During university, our computer security class involved finding exploits in Firefox. It took 8 hours to compile on our average student grade compute. There were probably faster incremental ways to build, but navigating the Firefox open source code base was hard to entry point as a student. Effectively, most people got to compile Firefox a few times, but no one went further than making any code changes or discoveries. Navigating the Firefox build and tool chain is probably an undergrad course in and of itself, much less make any meaningful merge request or finding a vulnerability.
Overall, horribly designed curriculum. The expectation was for undergrads to find a zero day in Firefox. The professor was a researcher from Microsoft, but didn’t seem like he had realistic expectations for undergrads. Maybe they were throwing darts, hoping one student finds an novel exploit, and they can be cited. In the end, no student found an exploit or made any code changes. I was the only who found a DoS code payload for Firefox, but it was neither a zero day (poking around a known less developed API) nor high risk. It merely crashed Firefox on any webpage which contained this 2 lines of JavaScript. In the end, I got the lowest grade in the class because the professor changed the rubric after no one else found anything. Finding this exploit went from 80% of the grade to 5%, and participation credit went from 10% to 70%.
Wow that sounds like a really frustrating and demotivating experience. Seems totally ridiculous and beyond any realistic expectations - I’m surprised nobody involved didn’t raise concerns.
I had a similar but not as bad experience. The lecturer was brand new and wanted us to design a programming language after a single vague PowerPoint and the worst introduction to yacc or lex or whatever they are. We were also undergraduates.

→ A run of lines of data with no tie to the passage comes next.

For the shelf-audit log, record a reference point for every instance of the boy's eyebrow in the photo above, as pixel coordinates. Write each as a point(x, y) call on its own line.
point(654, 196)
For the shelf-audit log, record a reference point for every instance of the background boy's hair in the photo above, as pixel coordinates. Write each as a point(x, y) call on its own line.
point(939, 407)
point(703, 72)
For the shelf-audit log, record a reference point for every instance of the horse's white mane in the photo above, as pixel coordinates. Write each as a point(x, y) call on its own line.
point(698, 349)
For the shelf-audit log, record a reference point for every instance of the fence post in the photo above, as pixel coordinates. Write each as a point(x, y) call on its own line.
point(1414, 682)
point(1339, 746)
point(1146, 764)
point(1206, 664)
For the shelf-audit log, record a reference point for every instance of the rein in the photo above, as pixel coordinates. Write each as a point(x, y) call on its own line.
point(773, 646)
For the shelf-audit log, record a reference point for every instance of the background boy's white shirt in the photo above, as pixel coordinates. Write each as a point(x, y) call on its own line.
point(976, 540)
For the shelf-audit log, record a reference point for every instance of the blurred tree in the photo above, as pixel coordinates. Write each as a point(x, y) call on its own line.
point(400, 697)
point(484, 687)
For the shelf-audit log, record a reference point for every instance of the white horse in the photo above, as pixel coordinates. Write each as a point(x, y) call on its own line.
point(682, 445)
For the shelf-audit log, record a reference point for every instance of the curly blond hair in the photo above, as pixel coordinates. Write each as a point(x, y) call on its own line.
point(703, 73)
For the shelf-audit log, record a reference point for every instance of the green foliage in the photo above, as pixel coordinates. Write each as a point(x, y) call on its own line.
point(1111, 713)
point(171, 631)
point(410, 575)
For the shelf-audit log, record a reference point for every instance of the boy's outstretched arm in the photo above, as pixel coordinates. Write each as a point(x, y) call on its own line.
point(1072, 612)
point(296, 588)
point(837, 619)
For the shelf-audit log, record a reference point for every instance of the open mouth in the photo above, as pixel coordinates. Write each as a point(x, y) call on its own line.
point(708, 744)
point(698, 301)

After several weeks of complaints he provided an example language and parser etc. Still it was simply too hard and in the end nobody could do it. I believe I managed to add a minor feature to his example language as my submission. I managed to get a reasonably high grade simply because I freely admitted I struggled with the entire task but could explain language theory and made comparisons with other languages I know and what features I would have added if I could.
Some people totally wrote that whole module off and planned around the scoring system where one failed module in a year would just be discounted and an averaged score created.
I guess it must be common. I had a very similar experience at university except without the fillip of lecturers who actually had programming skills.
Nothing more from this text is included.